Views: 286 Author: Vickey Publish Time: 2023-04-13 Origin: Site
A polysaccharide with several commercial applications, including as a typical food ingredient, is xanthan gum. It works well as a stabilizer, emulsifier, and thickening agent to keep components from separating. It may be made from simple sugars by a fermentation process, and it gets its name from the Xanthomonas campestris type of bacterium that is employed.
The United States Department of Agriculture's Allene Rosalind Jeanes and her research team discovered xanthan gum, which CP Kelco commercialized under the brand name Kelzan in the early 1960s. With the E number E415 and CAS number 11138-66-2, it was authorized for use in foods in 1968 and is recognized as a safe food additive in the USA, Canada, European nations, and many other countries.
The bacterium Xanthomonas campestris, which is utilized in the fermentation process, gives xanthan gum its name.
A liquid's viscosity can be significantly raised by adding 1% xanthan gum.
Xanthan gum is a frequent ingredient in sauces and salad dressings. Despite not being an emulsifier, it stabilizes the emulsion to aid in preventing oil separation.
Spices and other solid particles can be suspended with the aid of xanthan gum. Many ice creams include xanthan gum to help achieve the correct texture.
Xanthan gum is frequently used as a binder in toothpaste to maintain consistency. Additionally, xanthan gum aids in thickening commercial egg replacements created from egg whites, which take the place of the yolk's fat and emulsifiers.
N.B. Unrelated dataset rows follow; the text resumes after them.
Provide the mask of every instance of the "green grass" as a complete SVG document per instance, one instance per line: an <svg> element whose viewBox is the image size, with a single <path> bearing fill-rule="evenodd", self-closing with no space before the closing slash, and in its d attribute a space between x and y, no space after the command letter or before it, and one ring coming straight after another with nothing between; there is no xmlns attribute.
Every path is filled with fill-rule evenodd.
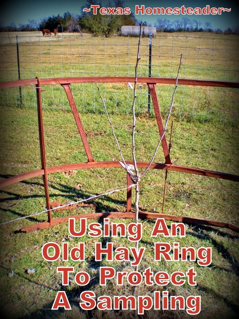
<svg viewBox="0 0 239 319"><path fill-rule="evenodd" d="M96 160L119 160L105 115L82 113L80 115ZM1 116L2 152L0 161L2 178L40 168L36 110L2 107ZM125 159L131 160L131 116L112 114L111 118ZM239 162L236 151L239 146L238 128L235 125L227 125L216 121L193 121L193 119L180 121L177 114L173 113L171 120L174 120L174 129L171 156L175 163L239 173ZM47 166L86 161L82 143L71 113L44 110L43 122ZM158 138L156 120L153 115L149 116L145 112L137 116L136 122L136 157L138 160L149 160ZM170 124L167 132L168 140ZM164 161L161 148L155 161ZM143 176L140 186L140 210L161 212L164 177L164 172L154 170L150 170ZM167 181L169 185L167 187L165 213L239 225L239 188L237 183L175 172L169 172ZM126 174L120 168L79 170L73 172L70 176L61 172L48 175L48 182L51 201L57 200L65 203L68 201L79 200L96 193L124 186L126 184ZM133 190L133 196L134 193ZM45 207L44 188L40 177L5 187L0 195L0 222L41 211ZM86 207L70 212L61 211L53 212L52 215L57 217L95 211L124 211L125 200L125 191L123 191L95 200L95 209ZM0 226L0 298L4 318L130 318L132 313L130 311L102 313L95 310L91 314L82 312L79 307L80 294L85 290L93 290L98 296L105 294L110 296L131 295L131 286L127 284L117 286L115 279L109 281L106 287L99 285L99 267L108 265L115 268L117 271L123 270L130 272L133 270L133 268L129 262L110 262L105 259L102 262L95 262L94 243L100 241L105 244L106 238L102 237L94 239L87 235L80 240L71 238L69 237L67 223L30 233L17 231L24 226L46 219L46 214L43 214ZM121 221L127 225L133 221L119 219L114 221ZM150 267L154 273L162 270L171 274L178 270L186 272L193 266L197 273L197 286L186 284L177 287L169 284L163 289L167 289L169 295L179 295L185 297L201 296L201 311L196 316L197 318L233 318L239 311L238 234L224 228L186 225L185 238L160 236L157 238L150 237L154 221L142 220L140 222L143 227L140 247L145 247L146 251L139 271L142 273L146 268ZM167 222L167 224L169 227L170 222ZM76 246L78 241L85 242L85 261L75 263L71 260L63 262L61 259L53 262L44 260L41 255L42 245L53 241L61 246L63 240L69 243L70 248ZM109 240L114 243L114 249L134 246L133 243L129 242L124 238L111 237ZM212 264L208 267L202 267L197 262L189 261L154 262L153 243L156 241L165 241L171 245L177 241L180 247L192 246L195 249L202 246L211 247ZM87 271L93 279L87 286L81 287L74 282L73 274L71 274L70 286L62 286L61 274L56 272L56 267L61 266L74 266L75 273ZM31 275L26 271L29 268L35 270ZM14 274L9 277L8 274L12 270ZM64 312L59 309L57 311L51 311L57 291L63 290L66 292L72 310ZM142 284L137 294L152 297L154 290L162 290L163 287L156 285L149 288ZM151 310L148 315L152 318L156 318L154 316L187 318L186 311L160 311L157 314L156 312Z"/></svg>

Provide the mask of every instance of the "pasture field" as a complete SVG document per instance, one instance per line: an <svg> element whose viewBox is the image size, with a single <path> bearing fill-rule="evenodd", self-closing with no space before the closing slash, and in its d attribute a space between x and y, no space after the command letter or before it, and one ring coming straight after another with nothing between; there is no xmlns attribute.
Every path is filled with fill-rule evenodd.
<svg viewBox="0 0 239 319"><path fill-rule="evenodd" d="M215 39L217 38L217 35L213 36ZM205 43L208 40L206 37L205 35ZM86 36L82 39L76 35L75 37L76 41L85 41L87 38ZM236 37L232 37L232 38L235 39ZM93 41L90 37L87 38L87 40ZM130 54L129 54L124 51L123 47L123 41L127 41L128 39L122 38L121 40L122 42L120 43L122 47L120 53L123 57L120 54L116 55L115 52L112 51L111 58L110 53L109 54L103 54L105 49L104 41L108 40L109 47L106 47L110 50L111 41L115 41L115 38L94 39L94 41L99 41L97 48L94 47L97 52L95 52L94 55L92 54L92 47L86 45L80 47L86 50L85 54L80 54L77 57L77 45L72 45L71 49L72 51L70 52L72 52L71 58L74 62L72 63L70 59L69 60L69 52L67 50L70 47L71 41L72 44L73 43L73 38L64 38L61 40L61 46L59 46L60 38L44 38L44 43L47 44L43 47L43 48L41 46L40 57L37 54L32 55L34 59L39 60L34 64L32 60L31 62L28 61L27 68L30 71L24 69L26 71L22 73L24 78L32 78L37 76L39 77L82 76L92 73L96 76L101 74L107 76L109 74L115 75L117 72L119 76L132 76L133 64L136 59L134 50L136 50L137 39L132 39L132 41L135 41L135 44L128 47L131 50ZM120 40L120 38L118 38L118 40ZM154 41L155 40L155 39ZM172 38L169 36L165 40L171 41ZM162 76L164 72L163 72L163 69L166 72L165 76L175 76L178 66L178 57L181 54L179 50L178 52L177 51L180 45L175 44L176 40L176 38L174 38L174 45L178 48L175 49L177 50L177 56L175 59L174 57L172 59L171 54L171 58L168 57L167 59L167 57L164 57L163 59L161 56L159 61L158 57L158 62L153 62L155 66L157 63L160 66L163 65L164 63L165 65L167 63L168 64L168 67L160 68L160 72L162 72L162 73L160 73L160 75ZM62 50L65 48L65 55L63 54L63 51L61 51L61 55L58 55L56 52L54 62L52 54L52 50L55 47L53 45L49 46L49 43L53 41L56 43L59 42L58 52L59 47ZM69 43L65 47L63 46L62 42L66 43L67 41ZM103 41L101 49L101 41ZM146 39L143 39L143 41L146 41ZM202 39L200 41L201 44L203 43ZM220 45L225 45L225 47L228 48L229 43L231 42L227 42L226 40L225 41L225 43L222 41L222 44ZM21 49L22 52L26 49L24 52L26 60L28 56L26 48L29 49L29 42L26 41L23 43L28 43L28 46L25 47L23 45ZM188 42L189 50L190 43ZM214 40L214 49L216 49L215 43L217 44L217 41ZM36 52L37 50L40 49L39 46L35 46L33 42L31 46L31 50L34 49ZM10 44L4 44L2 48L3 47L4 50L12 48ZM113 44L111 50L116 48ZM234 47L236 50L237 46ZM47 48L49 48L50 54L47 53ZM142 49L143 48L145 50L144 54L146 57L144 58L142 56L140 62L139 71L141 76L145 75L145 72L147 72L147 49L146 46L143 45ZM162 47L160 49L162 50ZM46 53L43 54L43 52ZM214 53L216 54L216 51ZM192 58L193 54L192 54ZM124 58L123 58L123 55ZM163 54L164 56L166 55L166 53ZM23 59L24 54L22 56ZM46 57L46 63L44 56ZM51 56L52 64L47 65ZM116 64L117 56L118 63ZM215 55L214 56L215 57ZM95 59L94 63L91 64L88 63L91 57ZM123 66L122 64L125 61L125 57L130 59L130 62ZM81 64L79 61L82 61L83 57L86 59L86 63L82 62ZM109 66L106 63L102 63L102 59L105 58ZM75 60L77 58L79 60ZM233 56L231 58L233 58ZM191 71L189 68L187 69L187 66L189 65L187 63L189 62L187 59L189 59L190 57L187 56L180 77L198 78L197 74L193 74L194 72L193 68L191 68ZM96 60L97 60L97 63L95 63ZM194 66L197 68L198 61L201 63L201 61L198 59L196 62L192 60L192 63L194 63ZM222 67L219 63L218 65L218 62L215 61L212 68L210 66L211 73L209 74L209 71L206 72L209 67L205 61L206 60L204 64L202 62L203 66L202 68L204 70L202 70L202 73L198 68L198 78L238 80L238 77L237 77L238 73L237 73L237 76L235 75L235 70L238 67L236 64L227 63L228 68L227 66L223 76L219 70L217 71L217 68L219 69ZM24 68L24 66L27 66L27 63L23 63ZM54 67L52 67L53 63ZM172 67L172 63L175 68ZM7 77L8 80L10 78L16 79L17 75L13 76L12 75L15 73L11 73L10 71L12 64L9 65L9 69L6 70L4 73L7 75L4 76L8 77ZM80 69L80 65L83 65L83 69ZM38 67L39 69L37 68ZM56 73L52 73L54 70ZM0 76L3 76L2 72ZM4 76L1 79L1 81L5 80ZM96 86L85 84L72 86L76 103L94 158L97 160L120 160L119 152ZM130 113L132 91L126 84L102 84L100 87L106 99L125 159L131 160L132 116ZM157 87L165 120L173 86L158 85ZM42 92L43 122L47 165L86 161L87 158L81 140L73 115L69 111L69 107L61 88L56 86L45 86L43 89L45 90ZM18 89L2 90L0 93L1 178L41 167L37 115L35 107L35 90L26 88L22 88L22 90L24 97L21 107L20 107L17 96ZM137 92L136 155L139 161L148 161L157 144L158 131L153 112L149 114L147 111L147 88L146 86L138 88ZM179 86L166 132L168 141L170 124L173 120L170 154L174 163L239 174L237 95L236 90ZM164 161L163 153L160 148L155 161ZM165 172L161 170L150 170L143 176L140 186L140 210L161 212L164 178ZM58 200L65 203L124 187L126 185L126 174L122 168L79 170L48 175L48 182L51 201ZM168 173L167 183L165 213L226 222L239 226L239 186L237 183L171 171ZM133 190L132 192L133 198ZM42 179L40 177L27 180L2 189L0 192L0 222L43 210L45 205L43 194ZM56 217L86 212L124 211L126 208L125 199L126 191L124 190L92 200L90 202L94 204L94 207L83 207L71 211L53 212L52 214ZM79 303L81 302L80 294L84 290L93 290L98 297L103 295L113 297L131 294L131 286L125 283L122 286L118 286L115 279L109 281L106 286L100 286L99 284L100 267L111 266L117 271L123 270L130 272L134 270L130 263L116 261L110 262L105 258L101 262L96 262L94 251L95 242L97 241L101 242L104 245L108 241L113 242L114 249L120 246L133 247L134 244L129 242L124 237L106 238L102 236L96 239L87 235L80 239L72 237L69 236L68 223L32 233L22 233L18 231L21 227L46 219L46 214L43 213L0 225L0 302L4 318L11 319L28 318L132 318L132 311L102 312L95 309L92 312L84 312L81 310ZM119 219L114 221L122 222L128 225L133 221ZM138 287L137 295L153 297L154 291L166 290L169 296L181 295L185 298L190 295L200 296L201 311L195 316L196 319L237 318L237 314L239 312L239 247L237 233L226 228L187 224L185 237L175 238L160 236L154 238L150 237L154 221L141 220L140 222L142 223L143 228L143 237L140 247L145 247L146 250L139 266L139 271L142 273L146 268L150 267L154 273L162 271L171 274L178 270L185 273L189 268L194 267L197 271L197 284L196 286L191 286L186 283L177 287L169 283L164 287L154 284L149 287L142 283ZM99 222L102 223L102 221L100 220ZM170 224L170 222L167 222L169 227ZM76 246L79 241L86 243L86 256L84 262L76 263L71 260L63 262L60 258L51 262L44 260L42 257L41 248L46 242L55 242L60 246L62 243L68 242L71 248ZM189 260L187 262L166 262L164 260L155 262L153 258L153 245L157 241L167 242L172 245L174 242L177 242L180 243L180 247L193 247L195 249L200 247L211 247L212 248L212 263L208 267L201 267L197 261ZM90 274L91 280L87 286L80 287L75 282L73 273L71 273L69 286L64 286L62 284L61 274L56 271L56 267L59 266L74 267L75 273L86 271ZM31 274L28 272L29 269L34 270ZM14 271L13 273L12 270ZM51 311L57 292L63 290L66 292L72 310L63 311L62 309L59 308L58 311ZM151 310L146 312L144 315L139 316L139 318L175 319L190 317L186 310L178 310L159 311Z"/></svg>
Since it doesn't alter the color or flavor of foods or beverages at common use levels, it is also the ideal way of thickening liquids for those with swallowing problems. Xanthan gum is used in gluten-free baking to impart the dough or batter with the stickiness that would normally be obtained with gluten.
It is utilized in the majority of foods in quantities of 0.5% or less.
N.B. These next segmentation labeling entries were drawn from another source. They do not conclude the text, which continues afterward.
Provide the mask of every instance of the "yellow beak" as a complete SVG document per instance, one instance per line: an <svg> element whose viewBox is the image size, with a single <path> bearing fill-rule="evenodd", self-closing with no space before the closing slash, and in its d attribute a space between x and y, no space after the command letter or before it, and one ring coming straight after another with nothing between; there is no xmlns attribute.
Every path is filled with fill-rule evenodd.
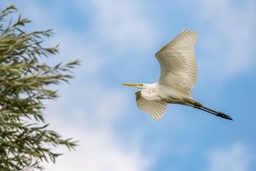
<svg viewBox="0 0 256 171"><path fill-rule="evenodd" d="M139 86L139 83L123 83L123 85L137 88L137 86Z"/></svg>

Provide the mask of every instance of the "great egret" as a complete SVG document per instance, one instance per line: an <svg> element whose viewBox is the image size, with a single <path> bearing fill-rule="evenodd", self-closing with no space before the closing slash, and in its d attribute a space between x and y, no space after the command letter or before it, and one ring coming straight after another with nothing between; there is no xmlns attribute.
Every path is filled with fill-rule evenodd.
<svg viewBox="0 0 256 171"><path fill-rule="evenodd" d="M230 117L203 106L190 97L196 81L196 61L194 47L197 39L195 32L183 30L172 41L165 45L155 56L160 66L159 82L148 83L123 83L140 88L136 92L137 106L160 119L166 105L181 104L202 110L225 119Z"/></svg>

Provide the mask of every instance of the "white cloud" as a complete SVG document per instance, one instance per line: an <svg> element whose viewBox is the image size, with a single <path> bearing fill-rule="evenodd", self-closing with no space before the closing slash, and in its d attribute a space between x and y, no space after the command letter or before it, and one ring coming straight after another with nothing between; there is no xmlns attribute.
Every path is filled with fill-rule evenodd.
<svg viewBox="0 0 256 171"><path fill-rule="evenodd" d="M58 123L60 121L51 122L54 124ZM46 164L46 171L140 171L147 170L150 164L136 148L125 149L110 130L81 128L76 124L59 124L57 127L55 129L79 139L79 146L72 152L61 149L61 152L65 154L57 159L55 164Z"/></svg>
<svg viewBox="0 0 256 171"><path fill-rule="evenodd" d="M236 4L231 0L199 0L198 4L198 15L207 28L200 39L211 56L201 56L205 58L204 71L214 73L218 79L226 79L252 69L255 63L255 2Z"/></svg>
<svg viewBox="0 0 256 171"><path fill-rule="evenodd" d="M248 171L251 155L247 145L236 143L212 151L208 154L208 171Z"/></svg>
<svg viewBox="0 0 256 171"><path fill-rule="evenodd" d="M80 145L72 152L60 149L64 155L57 158L55 164L47 163L45 170L147 170L151 161L143 156L141 147L119 141L115 123L126 110L127 101L122 92L101 81L99 72L112 54L106 53L102 56L97 49L102 45L101 43L111 43L120 50L127 50L128 44L147 48L154 35L152 26L135 1L90 3L95 8L91 16L95 20L90 26L95 29L90 38L94 38L86 39L85 34L64 28L53 38L61 42L60 56L64 57L53 59L54 61L67 61L71 57L78 57L82 60L82 66L74 70L76 78L71 86L62 87L61 98L48 102L46 111L50 128L65 138L79 140ZM60 14L49 13L47 8L40 8L36 2L23 2L19 7L23 15L32 18L36 30L60 26ZM66 12L68 11L58 9L58 13Z"/></svg>
<svg viewBox="0 0 256 171"><path fill-rule="evenodd" d="M93 31L97 41L106 41L115 51L143 50L151 48L156 37L139 1L93 0ZM80 1L80 8L88 2ZM134 51L134 49L133 49Z"/></svg>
Many different food products, including sauces, dressings, meat and poultry products, bread goods, confectionery goods, drinks, dairy goods, and others, employ xanthan gum.
There may be some health advantages to xanthan gum. It has regulated blood sugar, reduced cholesterol, and relieved the signs of dysphagia in mice with skin cancer tumor development. As a laxative, xanthan gum may also be used.
The European Food Safety Authority (EFSA) conducted a safety study in 2017 and found that xanthan gum (European food additive number E 415) is extensively digested during intestinal fermentation and has no negative effects even at high consumption levels. The EFSA panel did not discover any evidence of long-term consumption-related genotoxicity. The EFSA came to the conclusion that using xanthan gum as a food ingredient poses no danger to the general public.